Write Your First Query¶
Information
DataOS Workbench is a web-based data exploration tool that allows you to run simple & complex queries on all sorts of relational databases, storage systems, and lakehouses. You can also run SQL queries on heterogeneous data sources simultaneously. This guide offers a quick introduction to using Workbench.
Key Steps¶
Follow the below steps:
Step 1: Open Workbench App and Select a Cluster¶
Upon opening the Workbench app, the first step is to select a cluster you wish to use for your analytics workload. This cluster is committed to executing your SQL scripts, and its selection is based on the specific computing requirements. Before selecting a cluster, let's understand the query engines in Workbench.
Workbench uses two main query engines:
-
Minerva (based on Trino): ANSI SQL compliant, supports relational databases like Oracle, PostgreSQL, MySQL, and Redshift, as well as non-relational sources like Kafka and Cassandra, and object storages like Amazon S3 and Google Cloud Storage. It is ideal for analytical and exploratory workloads.
-
Themis (based on SparkSQL): An elastic SQL query engine optimized for fast, distributed querying of large datasets. It supports sources like Hive, HBase, HDFS, and Kafka. It is more versatile than Minerva due to its dynamic adaptability to workload demands.
Choose the appropriate cluster where you want to run your queries.
Step 2: Choose Catalog, Schema and Table¶
Select catalog, schema, and table.
Step 3: Write and Execute Queries¶
Determine what information you need or what operation you want to perform. Use a query language, such as SQL, to write commands that process and return the data. This involves:
Selecting Data: Using SELECT statements to specify which columns and rows to retrieve.
Filtering Data: Applying WHERE clauses to filter results based on specific conditions.
Joining Tables: Combining data from multiple tables using JOIN operations.
Aggregating Data: Using functions like SUM, AVG, COUNT, MAX, and MIN to perform calculations on the data.
Sorting and Grouping: Sorting results with ORDER BY and grouping data with GROUP BY for summarization.
Write and run queries.
Workbench also provides a Studio feature.
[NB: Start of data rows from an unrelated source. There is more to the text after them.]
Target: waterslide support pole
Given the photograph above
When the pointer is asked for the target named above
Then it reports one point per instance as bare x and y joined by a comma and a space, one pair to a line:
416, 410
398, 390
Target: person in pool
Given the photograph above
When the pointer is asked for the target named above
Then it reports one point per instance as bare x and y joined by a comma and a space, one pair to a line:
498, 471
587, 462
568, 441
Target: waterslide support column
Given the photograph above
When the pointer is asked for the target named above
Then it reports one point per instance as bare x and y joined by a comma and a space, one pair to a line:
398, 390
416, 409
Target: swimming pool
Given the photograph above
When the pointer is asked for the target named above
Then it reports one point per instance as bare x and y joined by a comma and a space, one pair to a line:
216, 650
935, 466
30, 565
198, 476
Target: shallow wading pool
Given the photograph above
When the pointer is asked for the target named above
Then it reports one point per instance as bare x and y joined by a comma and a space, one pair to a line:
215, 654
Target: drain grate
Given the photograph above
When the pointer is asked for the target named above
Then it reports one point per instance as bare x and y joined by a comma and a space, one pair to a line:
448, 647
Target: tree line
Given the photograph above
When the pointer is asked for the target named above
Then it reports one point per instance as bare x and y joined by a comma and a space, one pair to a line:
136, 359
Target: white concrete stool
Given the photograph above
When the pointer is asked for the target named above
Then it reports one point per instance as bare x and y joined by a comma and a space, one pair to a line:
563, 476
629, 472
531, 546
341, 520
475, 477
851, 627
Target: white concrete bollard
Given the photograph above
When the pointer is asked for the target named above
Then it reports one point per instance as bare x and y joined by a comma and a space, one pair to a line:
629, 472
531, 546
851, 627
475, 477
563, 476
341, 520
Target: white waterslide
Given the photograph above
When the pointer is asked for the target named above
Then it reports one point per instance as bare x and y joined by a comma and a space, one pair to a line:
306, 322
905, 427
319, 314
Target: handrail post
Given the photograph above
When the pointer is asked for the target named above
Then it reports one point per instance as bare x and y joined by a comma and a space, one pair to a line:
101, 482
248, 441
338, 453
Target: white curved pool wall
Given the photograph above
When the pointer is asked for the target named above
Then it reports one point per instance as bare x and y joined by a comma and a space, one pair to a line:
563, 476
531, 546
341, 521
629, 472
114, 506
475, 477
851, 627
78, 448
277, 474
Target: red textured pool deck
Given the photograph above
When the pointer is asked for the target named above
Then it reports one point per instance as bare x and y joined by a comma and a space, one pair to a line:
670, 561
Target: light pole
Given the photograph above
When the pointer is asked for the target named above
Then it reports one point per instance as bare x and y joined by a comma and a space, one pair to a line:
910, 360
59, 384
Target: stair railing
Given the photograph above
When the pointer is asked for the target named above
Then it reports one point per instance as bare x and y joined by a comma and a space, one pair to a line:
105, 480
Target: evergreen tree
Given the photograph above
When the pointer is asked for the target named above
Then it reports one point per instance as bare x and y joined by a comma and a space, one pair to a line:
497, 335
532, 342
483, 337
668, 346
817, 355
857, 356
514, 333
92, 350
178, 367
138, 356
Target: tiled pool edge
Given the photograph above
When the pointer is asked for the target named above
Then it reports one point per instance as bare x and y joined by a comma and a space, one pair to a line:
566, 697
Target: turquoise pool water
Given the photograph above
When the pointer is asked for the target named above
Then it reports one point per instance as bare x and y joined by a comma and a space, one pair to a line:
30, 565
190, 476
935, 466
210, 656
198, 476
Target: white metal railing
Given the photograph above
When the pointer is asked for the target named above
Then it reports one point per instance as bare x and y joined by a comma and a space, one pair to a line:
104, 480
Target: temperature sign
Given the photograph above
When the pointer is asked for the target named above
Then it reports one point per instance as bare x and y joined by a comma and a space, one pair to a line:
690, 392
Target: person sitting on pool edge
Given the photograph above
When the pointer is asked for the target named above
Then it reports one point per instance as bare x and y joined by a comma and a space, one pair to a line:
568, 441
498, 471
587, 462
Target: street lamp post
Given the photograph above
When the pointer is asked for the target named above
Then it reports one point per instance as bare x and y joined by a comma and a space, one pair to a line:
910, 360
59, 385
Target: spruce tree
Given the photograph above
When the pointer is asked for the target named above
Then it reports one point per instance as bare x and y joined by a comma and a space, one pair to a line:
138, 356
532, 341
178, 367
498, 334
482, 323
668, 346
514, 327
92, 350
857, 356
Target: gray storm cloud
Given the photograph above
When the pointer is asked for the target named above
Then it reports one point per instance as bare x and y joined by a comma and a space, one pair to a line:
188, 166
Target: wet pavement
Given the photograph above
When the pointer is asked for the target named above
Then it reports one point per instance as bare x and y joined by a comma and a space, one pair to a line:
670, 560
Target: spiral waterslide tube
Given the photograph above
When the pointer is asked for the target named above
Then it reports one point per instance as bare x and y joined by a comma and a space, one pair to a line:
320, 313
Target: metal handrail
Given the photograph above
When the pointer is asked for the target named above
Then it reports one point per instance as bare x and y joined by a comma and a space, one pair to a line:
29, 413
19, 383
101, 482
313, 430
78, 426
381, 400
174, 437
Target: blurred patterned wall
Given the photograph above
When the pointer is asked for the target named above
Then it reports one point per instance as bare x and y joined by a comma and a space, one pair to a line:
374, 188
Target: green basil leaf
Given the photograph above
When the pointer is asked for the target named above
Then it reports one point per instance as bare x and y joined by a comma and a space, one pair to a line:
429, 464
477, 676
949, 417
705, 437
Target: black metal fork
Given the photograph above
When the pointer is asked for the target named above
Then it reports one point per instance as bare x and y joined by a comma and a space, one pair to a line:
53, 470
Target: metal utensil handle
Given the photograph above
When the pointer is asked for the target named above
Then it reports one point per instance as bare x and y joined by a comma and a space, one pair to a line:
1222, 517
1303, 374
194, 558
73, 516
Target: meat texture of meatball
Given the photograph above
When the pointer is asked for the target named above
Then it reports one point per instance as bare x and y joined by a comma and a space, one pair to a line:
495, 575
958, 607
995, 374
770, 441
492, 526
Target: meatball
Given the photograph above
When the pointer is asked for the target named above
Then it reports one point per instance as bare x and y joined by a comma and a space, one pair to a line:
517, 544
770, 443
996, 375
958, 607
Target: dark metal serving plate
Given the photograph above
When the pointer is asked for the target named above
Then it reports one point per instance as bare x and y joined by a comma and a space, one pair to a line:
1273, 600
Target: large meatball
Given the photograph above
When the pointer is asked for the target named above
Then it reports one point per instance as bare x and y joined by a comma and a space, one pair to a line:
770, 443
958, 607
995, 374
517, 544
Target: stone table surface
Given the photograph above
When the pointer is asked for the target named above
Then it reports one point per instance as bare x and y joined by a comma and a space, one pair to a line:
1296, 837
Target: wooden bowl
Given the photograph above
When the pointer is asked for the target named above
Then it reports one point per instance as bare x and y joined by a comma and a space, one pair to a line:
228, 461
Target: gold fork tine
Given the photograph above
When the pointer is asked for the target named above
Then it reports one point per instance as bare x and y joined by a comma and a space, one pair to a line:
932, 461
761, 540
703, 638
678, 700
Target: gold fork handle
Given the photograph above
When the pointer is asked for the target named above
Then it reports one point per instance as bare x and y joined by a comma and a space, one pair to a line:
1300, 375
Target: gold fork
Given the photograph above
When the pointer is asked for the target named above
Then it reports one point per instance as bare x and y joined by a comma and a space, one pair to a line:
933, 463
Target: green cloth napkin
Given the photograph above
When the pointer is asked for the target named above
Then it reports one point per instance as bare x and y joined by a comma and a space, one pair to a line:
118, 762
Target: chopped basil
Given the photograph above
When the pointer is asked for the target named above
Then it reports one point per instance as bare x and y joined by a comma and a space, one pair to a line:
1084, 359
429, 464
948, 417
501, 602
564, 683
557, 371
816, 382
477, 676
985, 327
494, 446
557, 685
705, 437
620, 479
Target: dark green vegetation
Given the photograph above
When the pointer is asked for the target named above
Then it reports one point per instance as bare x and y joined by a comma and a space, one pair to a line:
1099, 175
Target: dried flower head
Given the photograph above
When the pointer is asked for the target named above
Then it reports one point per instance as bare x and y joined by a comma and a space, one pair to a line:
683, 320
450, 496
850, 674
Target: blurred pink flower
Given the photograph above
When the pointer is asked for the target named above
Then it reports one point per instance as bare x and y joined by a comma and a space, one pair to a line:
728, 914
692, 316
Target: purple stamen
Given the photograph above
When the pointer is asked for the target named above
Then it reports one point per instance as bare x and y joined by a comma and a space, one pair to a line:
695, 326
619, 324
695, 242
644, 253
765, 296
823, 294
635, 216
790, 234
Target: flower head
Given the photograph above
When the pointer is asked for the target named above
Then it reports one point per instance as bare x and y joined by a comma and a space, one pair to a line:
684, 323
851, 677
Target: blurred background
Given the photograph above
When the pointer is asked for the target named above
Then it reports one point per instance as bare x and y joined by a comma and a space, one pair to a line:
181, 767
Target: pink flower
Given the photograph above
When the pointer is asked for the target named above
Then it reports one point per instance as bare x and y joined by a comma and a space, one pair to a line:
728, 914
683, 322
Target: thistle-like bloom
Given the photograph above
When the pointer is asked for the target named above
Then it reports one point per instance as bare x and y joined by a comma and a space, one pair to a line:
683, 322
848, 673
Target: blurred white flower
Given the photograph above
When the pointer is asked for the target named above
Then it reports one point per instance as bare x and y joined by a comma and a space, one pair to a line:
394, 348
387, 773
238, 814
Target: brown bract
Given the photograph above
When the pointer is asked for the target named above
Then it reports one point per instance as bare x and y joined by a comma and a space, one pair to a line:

Whether you're a seasoned SQL pro or just getting started, Studio's intuitive interface will help you craft powerful SQL statements with ease.
Step 4: View Results and Policies¶
Check the results of your query and review any applied governance policies.
-
The details of the query can be seen after it has run. If a governance policy has been applied to the table being queried, the cautionary triangle will appear in the result bar of the result pane.
-
Click on the query to see the details of the policies applied. Due to the applied policies, you can see the column data masked. You can get more information, such as Stats, which gives you the status of the query, query ID, CPU time, processed rows, and splits, among other things.
Step 5: Save and manage your SQL scripts as needed.¶
-
The SQL statements you executed in the last four weeks are stored as history. The saved SQL scripts appear in the Saved Benches list.
-
SQL statements that you save are available to you only. You can choose to share your SQL statements with other members of your enterprise. Save the bench and share it with other users.